On Thu, 30 Dec 2004, Jon Johanning wrote:
> On Dec 30, 2004, at 11:42 AM, Chris Doss wrote:
>> I think Wittgenstein is not on your side in this, BTW.
>> (He certainly took religion very seriously.)
>
> He did, and so do I, in a fashion. But do you known any of his writings in
> which he took the proofs for the existence of God seriously, or stated that
> the monotheistic God exists? If you do, I'd certainly like to be pointed to
> them.
>
I'm a big Ludwig fan, so I'll jump in on Chris here: if you asked LW the question above, he'd say it's a silly philosopher's question. What interested him here was how people treat statements as truths in a given language game. A statement is not a truth or certainty because it corresponds to reality (that's back to the Tractatus, which LW considered a colossal mistake). Rather, when we say something is certain or true, it's our way of saying we can't imagine otherwise, given the language game we're playing. In On Certainty, he uses the metaphor of the hinge: true/certain statements are hinges upon which our doubts and questions turn. (If everything is doubted, then we can't engage in any language games at all!)

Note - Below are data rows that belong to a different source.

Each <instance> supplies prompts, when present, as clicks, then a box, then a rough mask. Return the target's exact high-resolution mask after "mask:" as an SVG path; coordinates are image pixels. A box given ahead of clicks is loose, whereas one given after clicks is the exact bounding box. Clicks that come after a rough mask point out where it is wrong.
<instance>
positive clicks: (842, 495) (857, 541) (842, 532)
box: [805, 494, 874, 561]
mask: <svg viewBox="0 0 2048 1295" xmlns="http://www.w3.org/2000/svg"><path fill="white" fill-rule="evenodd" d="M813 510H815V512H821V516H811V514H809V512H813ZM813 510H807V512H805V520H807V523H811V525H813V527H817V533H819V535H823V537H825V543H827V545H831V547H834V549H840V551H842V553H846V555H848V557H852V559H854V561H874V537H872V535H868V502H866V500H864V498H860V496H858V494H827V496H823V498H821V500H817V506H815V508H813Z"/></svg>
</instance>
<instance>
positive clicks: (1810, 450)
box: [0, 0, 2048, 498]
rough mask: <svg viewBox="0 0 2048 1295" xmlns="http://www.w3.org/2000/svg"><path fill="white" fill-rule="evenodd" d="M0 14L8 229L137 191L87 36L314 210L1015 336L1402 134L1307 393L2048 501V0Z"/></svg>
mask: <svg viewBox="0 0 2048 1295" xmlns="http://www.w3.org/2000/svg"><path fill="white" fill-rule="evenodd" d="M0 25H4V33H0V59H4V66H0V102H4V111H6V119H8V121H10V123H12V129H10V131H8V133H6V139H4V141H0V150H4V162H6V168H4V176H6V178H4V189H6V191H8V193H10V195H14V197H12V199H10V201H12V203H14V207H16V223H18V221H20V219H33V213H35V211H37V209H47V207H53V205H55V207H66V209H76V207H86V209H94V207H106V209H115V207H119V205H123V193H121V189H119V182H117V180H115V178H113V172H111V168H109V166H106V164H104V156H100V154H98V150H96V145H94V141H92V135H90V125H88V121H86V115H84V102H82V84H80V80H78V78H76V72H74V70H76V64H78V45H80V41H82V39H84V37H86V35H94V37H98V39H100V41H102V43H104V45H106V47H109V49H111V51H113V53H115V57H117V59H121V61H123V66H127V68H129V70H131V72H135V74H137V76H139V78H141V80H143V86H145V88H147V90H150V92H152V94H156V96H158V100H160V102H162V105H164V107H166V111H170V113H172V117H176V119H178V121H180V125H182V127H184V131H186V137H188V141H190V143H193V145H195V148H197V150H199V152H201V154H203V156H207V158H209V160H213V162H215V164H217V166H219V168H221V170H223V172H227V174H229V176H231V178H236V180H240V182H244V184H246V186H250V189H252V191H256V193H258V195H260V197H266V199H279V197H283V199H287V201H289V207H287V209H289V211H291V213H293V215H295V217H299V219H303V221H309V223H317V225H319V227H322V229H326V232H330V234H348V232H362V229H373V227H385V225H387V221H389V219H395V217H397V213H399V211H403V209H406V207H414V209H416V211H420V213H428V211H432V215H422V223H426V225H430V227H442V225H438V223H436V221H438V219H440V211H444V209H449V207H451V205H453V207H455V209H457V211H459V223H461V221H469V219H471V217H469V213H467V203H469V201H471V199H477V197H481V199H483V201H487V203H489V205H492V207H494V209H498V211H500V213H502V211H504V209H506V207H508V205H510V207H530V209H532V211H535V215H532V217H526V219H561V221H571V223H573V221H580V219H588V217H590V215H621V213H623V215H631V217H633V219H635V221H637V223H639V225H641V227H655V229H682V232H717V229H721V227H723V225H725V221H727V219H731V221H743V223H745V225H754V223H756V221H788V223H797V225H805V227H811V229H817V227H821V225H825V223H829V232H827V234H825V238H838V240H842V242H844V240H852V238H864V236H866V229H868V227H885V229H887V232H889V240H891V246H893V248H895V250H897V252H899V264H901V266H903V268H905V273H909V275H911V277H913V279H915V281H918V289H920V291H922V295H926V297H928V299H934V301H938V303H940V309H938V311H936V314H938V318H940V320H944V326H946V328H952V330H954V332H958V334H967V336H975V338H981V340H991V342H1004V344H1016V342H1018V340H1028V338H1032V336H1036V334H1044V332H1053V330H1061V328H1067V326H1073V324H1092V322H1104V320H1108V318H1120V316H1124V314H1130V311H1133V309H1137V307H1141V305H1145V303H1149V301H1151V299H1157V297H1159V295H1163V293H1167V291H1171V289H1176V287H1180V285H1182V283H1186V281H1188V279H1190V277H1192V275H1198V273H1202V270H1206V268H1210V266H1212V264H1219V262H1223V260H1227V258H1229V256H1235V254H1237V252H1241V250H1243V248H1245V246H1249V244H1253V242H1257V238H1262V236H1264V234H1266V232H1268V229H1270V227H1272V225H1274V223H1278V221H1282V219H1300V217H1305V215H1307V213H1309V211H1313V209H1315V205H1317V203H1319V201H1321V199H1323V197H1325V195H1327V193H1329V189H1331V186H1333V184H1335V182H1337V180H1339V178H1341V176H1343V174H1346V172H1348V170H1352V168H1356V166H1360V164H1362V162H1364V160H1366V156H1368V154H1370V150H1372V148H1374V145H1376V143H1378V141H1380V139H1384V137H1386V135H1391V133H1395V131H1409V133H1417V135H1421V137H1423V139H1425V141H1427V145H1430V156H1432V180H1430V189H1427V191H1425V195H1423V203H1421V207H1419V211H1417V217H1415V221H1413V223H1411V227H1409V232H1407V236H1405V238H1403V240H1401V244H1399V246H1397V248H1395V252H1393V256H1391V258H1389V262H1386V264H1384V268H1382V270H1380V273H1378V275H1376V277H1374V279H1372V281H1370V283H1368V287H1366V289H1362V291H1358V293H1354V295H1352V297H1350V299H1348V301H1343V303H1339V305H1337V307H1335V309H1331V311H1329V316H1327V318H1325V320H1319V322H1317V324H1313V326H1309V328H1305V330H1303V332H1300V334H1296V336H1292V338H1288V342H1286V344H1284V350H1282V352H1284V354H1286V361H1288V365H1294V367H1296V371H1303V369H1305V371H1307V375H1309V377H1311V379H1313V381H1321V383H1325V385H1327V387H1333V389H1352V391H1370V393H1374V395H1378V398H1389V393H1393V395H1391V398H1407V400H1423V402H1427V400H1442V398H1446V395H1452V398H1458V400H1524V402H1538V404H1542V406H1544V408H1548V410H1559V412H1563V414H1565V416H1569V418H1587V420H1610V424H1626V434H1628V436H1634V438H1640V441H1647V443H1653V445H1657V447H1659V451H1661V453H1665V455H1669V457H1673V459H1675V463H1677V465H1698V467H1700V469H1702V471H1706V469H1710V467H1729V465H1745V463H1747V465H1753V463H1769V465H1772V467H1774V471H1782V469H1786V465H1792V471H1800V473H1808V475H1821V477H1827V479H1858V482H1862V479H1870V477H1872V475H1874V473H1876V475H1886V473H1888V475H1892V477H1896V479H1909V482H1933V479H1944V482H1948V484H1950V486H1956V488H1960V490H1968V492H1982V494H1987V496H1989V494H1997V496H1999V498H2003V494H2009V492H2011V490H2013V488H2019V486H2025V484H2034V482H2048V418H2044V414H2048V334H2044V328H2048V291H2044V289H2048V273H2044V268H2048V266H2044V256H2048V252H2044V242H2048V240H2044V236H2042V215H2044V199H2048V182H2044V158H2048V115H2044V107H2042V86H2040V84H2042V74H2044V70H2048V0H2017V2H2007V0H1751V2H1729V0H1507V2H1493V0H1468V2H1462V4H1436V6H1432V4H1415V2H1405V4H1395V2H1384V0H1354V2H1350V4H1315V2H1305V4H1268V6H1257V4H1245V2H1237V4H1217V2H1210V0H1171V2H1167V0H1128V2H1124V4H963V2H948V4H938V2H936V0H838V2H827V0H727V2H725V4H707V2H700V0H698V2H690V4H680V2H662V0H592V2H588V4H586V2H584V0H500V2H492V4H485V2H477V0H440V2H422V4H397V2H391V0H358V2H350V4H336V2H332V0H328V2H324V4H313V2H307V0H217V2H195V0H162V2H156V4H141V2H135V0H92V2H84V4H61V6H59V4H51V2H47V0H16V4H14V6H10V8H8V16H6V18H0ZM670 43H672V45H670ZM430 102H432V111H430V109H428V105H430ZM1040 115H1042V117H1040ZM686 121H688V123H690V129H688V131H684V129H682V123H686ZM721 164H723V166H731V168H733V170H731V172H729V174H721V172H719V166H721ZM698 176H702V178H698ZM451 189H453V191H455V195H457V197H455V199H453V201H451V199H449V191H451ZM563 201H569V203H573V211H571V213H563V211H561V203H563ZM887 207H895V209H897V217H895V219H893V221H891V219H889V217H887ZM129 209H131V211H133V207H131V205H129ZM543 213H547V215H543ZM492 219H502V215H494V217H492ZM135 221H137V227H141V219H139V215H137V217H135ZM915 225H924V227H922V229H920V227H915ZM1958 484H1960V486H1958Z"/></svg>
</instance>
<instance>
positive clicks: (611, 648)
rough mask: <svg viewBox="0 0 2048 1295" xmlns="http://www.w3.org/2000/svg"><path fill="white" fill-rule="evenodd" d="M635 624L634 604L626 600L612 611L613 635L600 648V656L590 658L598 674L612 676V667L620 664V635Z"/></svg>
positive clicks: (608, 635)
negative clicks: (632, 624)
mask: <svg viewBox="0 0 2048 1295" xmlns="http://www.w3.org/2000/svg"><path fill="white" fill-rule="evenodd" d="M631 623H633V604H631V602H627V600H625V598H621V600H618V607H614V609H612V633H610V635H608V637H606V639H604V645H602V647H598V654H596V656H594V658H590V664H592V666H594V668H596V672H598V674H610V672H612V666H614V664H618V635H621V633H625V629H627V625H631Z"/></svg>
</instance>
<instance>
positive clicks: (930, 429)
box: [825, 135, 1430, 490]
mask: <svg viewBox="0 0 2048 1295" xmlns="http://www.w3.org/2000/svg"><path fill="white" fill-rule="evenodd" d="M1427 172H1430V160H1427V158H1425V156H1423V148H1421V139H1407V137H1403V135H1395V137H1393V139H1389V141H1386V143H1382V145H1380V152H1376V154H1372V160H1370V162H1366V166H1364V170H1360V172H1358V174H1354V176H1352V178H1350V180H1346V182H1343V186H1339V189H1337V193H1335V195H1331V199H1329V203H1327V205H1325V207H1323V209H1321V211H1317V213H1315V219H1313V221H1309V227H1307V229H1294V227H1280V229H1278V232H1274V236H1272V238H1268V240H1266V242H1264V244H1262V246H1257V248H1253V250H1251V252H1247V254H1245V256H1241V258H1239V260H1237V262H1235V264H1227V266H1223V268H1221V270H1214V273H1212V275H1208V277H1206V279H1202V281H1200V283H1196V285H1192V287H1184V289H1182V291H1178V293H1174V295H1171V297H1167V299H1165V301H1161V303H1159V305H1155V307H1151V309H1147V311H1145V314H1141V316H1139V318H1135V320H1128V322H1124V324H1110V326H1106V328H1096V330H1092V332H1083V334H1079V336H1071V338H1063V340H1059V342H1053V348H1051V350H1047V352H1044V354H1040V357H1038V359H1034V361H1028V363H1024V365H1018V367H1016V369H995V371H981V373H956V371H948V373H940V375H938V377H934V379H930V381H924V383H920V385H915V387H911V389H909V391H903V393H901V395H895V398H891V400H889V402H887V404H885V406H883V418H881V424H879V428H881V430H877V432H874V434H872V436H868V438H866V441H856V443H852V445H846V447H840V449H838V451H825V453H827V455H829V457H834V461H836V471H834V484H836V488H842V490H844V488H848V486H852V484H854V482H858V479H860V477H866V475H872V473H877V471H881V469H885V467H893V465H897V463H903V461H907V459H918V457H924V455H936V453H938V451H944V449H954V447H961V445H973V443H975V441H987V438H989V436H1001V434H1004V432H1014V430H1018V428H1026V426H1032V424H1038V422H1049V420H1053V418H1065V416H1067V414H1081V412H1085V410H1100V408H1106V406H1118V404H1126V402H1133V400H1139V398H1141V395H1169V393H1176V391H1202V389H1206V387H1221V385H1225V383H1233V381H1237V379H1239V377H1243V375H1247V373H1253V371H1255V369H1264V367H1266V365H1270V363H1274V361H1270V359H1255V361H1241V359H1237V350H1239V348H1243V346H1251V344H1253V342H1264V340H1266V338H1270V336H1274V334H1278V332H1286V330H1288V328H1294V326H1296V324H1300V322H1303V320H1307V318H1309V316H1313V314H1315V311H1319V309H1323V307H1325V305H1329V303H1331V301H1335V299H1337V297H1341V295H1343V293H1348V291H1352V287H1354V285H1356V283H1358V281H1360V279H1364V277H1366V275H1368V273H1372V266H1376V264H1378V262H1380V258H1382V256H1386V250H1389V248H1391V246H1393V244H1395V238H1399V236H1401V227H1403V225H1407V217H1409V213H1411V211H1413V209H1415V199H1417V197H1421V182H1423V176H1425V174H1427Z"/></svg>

Now, are these "hinges" of certain statements--e.g., "There is a God", "I have two hands"--true in the sense that Jon wants to posit? That question is irrelevant to LW. To understand the use of these hinges, we need to analyze the language games, and the question of whether or not the language games refer to reality does not help us to understand why people treat certain ideas as hinges of certainty about which their doubts turn. (Instead, we need to look to socialization, culture, group interaction-- what he called "forms of life"--that make possible and are reinforced by the everyday use of language.)
So what interests LW is how claims like "God exists" become certain statements in specific forms of life. In contrast, creating or refuting philosophical arguments about the existence of God was in LW's view a ridiculous waste of time.